Below is the link for the Craters in the Solar System Lab, please download it, fill it out, then write a lab report as normal. To help facilitate the lab report, I have written a summary of how to write the lab report, specific to this THIS lab.
You will need a ruler to complete this lab
I. Abstract: what you did, why you did it, what you found out. Have a brief summary of the whole exercise, briefly cover the main concepts of the lab, and then state the most important numerical results. There will be many numerical results, so be selective of what goes here.
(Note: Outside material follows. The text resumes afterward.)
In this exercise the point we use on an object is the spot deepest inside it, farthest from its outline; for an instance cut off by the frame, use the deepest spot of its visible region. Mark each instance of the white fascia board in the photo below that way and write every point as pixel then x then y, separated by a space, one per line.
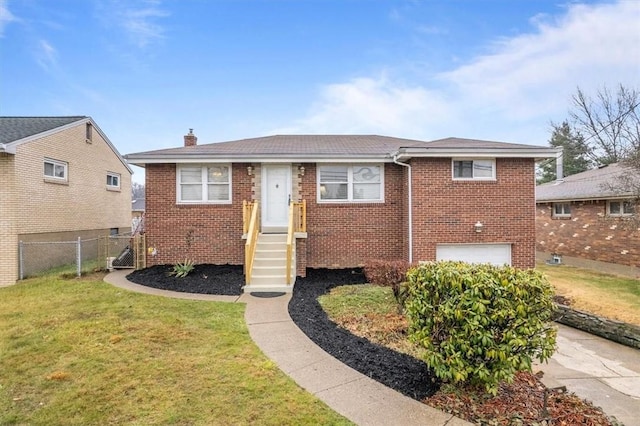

II. Procedure: a complete narrative of the "events" of the lab, think of this as a travelogue of the exercise, complete with the necessary theory along the way to give the material its proper context, this includes the equations used, although you will not be including any data in this section.
III. Data and Anaylsis: this will be a complete reproduction of ALL of the data, and there will be a lot of it. Please organize it well, and make it neat and easy to read. Also include sample calculations and the algebra from part V.g. (more on this later).
IV. Discussion: Since the data speak for themselves in this lab, you are not required to write any further discussion of your calculations. Instead, I would like you to select one topic from the list of six topics on the last two pages of the hand-out. Select a topic and write about 2 paragraphs in the discussion section telling your reader about the topic, and also relating it to the overall lab. Other topics (e.g., how the moon was formed, or other impact craters on the earth) will be accepted, as long as they pertain to craters and impacts and are pre-approved by me.
V. Data Pages: this is just the completed hand-out, with your notes and stuff
Finally, I would like draw your attention to a rule-of-thumb from Section V of the hand-out. It states that the relationship between the diameter of a crater (D), and the diameter of the impactor that created the crater (l) is a factor of ten, i.e. D~10xl. The reason I draw attention to this rule-of-thumb, is that in section V.g. you are asked to find the diameter of a impactor, and you could easily find this USING the rule-of-thumb, but I would like you to use the equations from this section to DEMONSTRATE that the rule-of-thumb is correct.